Employment Type: Temporary Worker

Location: London

Role Details

Who are we?
Look at the latest headlines and you will see something Ki insures. Think space shuttles, world tours, wind farms, and even footballers’ legs.

Ki’s mission is simple. Digitally disrupt and revolutionise a 335-year-old market. Working with Google and UCL, Ki has created a platform that uses algorithms, machine learning and large language models to give insurance brokers quotes in seconds, rather than days.

Ki is proudly the biggest global algorithmic insurance carrier. It is the fastest growing syndicate in the Lloyd's of London market, and the first ever to make $100m in profit in 3 years.

Ki’s teams have varied backgrounds and work together in an agile, cross-functional way to build the very best experience for its customers. Ki has big ambitions but needs more excellent minds to challenge the status-quo and help it reach new horizons.

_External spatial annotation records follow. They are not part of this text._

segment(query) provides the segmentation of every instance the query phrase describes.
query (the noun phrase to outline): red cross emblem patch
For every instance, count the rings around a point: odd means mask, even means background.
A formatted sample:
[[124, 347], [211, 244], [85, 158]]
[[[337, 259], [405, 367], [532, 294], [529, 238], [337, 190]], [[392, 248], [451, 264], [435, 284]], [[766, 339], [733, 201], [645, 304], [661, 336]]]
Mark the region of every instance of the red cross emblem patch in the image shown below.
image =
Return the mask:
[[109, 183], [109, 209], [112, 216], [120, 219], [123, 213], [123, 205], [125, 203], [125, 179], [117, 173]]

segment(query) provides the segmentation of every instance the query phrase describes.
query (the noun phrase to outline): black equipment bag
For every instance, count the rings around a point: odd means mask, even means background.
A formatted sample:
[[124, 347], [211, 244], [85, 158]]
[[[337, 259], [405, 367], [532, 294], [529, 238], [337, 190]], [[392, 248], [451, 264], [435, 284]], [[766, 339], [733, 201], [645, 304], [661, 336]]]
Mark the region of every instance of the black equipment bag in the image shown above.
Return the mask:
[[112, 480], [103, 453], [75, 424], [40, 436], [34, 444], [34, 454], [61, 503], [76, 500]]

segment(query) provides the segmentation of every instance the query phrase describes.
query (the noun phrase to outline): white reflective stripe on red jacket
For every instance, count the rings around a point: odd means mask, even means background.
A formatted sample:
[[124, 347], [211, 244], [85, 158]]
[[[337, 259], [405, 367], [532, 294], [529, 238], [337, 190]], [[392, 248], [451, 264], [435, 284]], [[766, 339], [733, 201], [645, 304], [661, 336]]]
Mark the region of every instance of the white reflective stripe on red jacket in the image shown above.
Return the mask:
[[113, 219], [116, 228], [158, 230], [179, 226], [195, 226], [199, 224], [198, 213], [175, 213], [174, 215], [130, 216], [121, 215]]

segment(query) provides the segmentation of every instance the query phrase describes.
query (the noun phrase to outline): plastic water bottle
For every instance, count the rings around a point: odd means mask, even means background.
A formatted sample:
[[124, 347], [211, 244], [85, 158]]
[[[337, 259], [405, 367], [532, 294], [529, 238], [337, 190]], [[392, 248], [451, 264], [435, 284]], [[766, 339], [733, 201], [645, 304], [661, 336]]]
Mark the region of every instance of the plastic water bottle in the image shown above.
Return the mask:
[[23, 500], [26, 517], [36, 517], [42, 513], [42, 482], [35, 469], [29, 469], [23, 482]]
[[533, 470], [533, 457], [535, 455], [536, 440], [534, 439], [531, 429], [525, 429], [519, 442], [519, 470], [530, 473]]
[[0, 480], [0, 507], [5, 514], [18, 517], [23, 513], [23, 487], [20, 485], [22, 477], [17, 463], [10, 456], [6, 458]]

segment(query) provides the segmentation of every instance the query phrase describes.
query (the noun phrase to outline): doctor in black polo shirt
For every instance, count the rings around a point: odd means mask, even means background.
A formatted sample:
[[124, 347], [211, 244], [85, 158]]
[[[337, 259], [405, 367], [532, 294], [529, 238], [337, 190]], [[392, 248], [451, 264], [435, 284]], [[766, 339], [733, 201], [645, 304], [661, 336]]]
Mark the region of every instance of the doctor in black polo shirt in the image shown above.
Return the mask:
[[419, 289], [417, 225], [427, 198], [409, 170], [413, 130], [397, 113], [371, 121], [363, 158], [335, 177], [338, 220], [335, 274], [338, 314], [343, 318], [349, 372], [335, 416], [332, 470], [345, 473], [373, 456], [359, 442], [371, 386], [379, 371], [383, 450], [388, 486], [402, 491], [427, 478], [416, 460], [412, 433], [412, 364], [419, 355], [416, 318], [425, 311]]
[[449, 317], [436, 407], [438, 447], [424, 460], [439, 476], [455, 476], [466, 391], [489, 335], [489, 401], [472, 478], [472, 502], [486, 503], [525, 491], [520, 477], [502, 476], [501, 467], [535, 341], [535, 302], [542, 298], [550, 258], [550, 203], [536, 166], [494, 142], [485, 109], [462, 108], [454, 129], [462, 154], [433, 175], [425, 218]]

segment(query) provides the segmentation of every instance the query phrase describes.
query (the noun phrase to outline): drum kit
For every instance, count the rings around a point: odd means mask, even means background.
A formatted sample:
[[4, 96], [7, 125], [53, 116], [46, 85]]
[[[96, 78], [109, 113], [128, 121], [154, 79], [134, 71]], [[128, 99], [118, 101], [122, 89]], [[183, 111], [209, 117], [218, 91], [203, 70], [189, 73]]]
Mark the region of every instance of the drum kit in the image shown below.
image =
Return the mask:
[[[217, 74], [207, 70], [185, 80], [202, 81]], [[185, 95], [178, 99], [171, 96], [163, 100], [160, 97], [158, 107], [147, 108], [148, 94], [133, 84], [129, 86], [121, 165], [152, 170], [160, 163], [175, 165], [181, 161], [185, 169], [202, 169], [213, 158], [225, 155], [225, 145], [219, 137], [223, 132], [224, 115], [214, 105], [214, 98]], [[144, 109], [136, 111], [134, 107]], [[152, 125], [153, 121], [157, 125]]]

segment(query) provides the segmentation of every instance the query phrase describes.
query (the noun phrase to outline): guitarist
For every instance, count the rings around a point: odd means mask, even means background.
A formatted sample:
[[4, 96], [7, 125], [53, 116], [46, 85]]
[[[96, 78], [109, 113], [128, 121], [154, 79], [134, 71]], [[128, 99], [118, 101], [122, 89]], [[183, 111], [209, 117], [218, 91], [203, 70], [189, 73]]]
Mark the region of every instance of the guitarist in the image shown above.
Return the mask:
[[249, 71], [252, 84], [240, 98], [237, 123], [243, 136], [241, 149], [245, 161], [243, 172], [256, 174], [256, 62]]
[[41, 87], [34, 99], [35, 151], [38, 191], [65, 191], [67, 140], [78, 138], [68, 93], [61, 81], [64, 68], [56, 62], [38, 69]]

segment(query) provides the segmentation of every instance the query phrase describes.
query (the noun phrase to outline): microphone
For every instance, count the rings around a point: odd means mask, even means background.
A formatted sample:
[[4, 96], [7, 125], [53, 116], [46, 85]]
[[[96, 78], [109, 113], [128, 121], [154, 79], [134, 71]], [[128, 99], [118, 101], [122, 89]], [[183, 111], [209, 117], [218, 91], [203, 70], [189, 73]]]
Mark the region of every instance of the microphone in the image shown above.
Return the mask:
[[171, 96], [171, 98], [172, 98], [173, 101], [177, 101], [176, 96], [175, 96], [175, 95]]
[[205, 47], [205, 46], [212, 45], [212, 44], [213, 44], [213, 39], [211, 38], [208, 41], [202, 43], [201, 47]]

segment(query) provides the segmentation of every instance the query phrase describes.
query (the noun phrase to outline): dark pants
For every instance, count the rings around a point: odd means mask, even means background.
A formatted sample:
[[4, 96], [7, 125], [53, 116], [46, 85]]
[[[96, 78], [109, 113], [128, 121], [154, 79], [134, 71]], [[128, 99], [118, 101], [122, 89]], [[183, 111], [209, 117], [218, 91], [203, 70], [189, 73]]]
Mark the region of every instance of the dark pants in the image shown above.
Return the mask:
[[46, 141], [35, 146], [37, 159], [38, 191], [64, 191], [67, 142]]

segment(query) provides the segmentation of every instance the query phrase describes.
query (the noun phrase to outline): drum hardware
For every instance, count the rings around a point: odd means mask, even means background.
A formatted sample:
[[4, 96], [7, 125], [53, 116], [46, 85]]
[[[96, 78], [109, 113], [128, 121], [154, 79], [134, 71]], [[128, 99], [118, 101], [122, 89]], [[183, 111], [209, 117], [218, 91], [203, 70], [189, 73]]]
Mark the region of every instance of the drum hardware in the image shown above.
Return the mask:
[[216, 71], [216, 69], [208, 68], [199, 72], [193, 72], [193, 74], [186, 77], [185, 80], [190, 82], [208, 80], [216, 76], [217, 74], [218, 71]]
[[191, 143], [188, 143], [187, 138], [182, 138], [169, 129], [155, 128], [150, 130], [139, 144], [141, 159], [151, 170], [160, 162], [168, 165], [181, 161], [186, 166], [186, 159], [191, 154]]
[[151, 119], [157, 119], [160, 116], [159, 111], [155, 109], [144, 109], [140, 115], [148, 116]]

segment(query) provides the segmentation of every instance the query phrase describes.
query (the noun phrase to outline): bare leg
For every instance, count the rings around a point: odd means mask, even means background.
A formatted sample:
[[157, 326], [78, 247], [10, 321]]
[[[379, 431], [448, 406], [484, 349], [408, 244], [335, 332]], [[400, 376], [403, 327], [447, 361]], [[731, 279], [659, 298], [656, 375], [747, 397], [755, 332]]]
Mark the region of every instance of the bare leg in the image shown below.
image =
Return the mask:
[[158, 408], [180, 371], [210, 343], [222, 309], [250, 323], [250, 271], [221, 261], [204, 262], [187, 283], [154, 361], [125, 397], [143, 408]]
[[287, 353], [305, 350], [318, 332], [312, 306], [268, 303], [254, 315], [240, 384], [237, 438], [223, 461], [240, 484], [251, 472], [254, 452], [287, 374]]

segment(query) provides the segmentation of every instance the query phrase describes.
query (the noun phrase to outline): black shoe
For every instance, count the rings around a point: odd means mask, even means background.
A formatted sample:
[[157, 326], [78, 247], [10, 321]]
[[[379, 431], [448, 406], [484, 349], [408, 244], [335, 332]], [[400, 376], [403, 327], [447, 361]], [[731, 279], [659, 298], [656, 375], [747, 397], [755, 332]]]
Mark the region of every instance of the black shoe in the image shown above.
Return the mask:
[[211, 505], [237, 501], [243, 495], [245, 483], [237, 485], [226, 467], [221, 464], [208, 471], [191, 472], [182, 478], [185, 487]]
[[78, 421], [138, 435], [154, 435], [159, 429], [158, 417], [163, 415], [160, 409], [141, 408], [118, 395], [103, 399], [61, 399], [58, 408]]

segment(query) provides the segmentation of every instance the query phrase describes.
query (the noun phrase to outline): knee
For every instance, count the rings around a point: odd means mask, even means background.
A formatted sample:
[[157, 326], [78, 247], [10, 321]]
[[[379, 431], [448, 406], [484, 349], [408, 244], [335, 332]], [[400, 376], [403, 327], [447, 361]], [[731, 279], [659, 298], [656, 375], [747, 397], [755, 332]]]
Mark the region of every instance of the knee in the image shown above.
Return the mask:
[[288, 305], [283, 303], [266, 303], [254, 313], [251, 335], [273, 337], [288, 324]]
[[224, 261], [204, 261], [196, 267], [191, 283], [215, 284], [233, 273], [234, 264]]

What you will be working on

This role reports to the Head of Enterprise Architecture and will support the Technology Transformation Programme and the Enterprise Architecture function thereafter. This role will be responsible for designing and implementing comprehensive IT solutions that meet the strategic and operational needs of the organisation. Collaborating with various stakeholders, in a predominantly Agile world, you will assess business requirements, design technical solutions and ensure seamless integration of new technologies within the existing landscape.

Our culture

Inclusion & Diversity is at the heart of our business at Ki. We recognise that diversity in age, race, gender, ethnicity, sexual orientation, physical ability, thought and social background bring richness to our working environment. No matter who you are, where you’re from, how you think, or who you love, we believe you should be you.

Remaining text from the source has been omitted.